Problem: Following double-entry accounting tutorials, I set up a mortgage loan as a liability account to which monthly installments are paid and interest is handled too. At the moment, the set up is such that every month there is a single transaction withdrawing money from the checking account (Asset) and putting it directly to the mortgage account (Liability), thus decreasing the loan. The problem I have is, that the mortgage installments do not appear on the income/expense reports, since, as set up, the installments are loan repayments, not expenses. However, privately, I want these installments to be included on the monthly expense report, since from our family’s perspective, they behave as such. The idea is to treat mortgage installments similarly to how we treated rent when we did not have a mortgage yet. (also, purely technically, GnuCash seems to refuse to include transactions to liability accounts in the Income/Expense reports)
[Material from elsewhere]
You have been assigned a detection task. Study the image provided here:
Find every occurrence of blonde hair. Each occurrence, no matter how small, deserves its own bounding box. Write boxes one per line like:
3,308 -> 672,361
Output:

Question: How should I set up the accounts and the transactions so that the 1) balance will be as it should be (no virtual money involved), 2) mortgage loan will be repaid every month as it indeed is in the bank, while at the same time 3) the mortgage installments will appear as expenses too.
I am interested in what are the standard accounting practices. I guess, some companies would like to see their monthly cash flow related to long-term loan repayments/installments also rather as expenses which need to be “earned for” every month.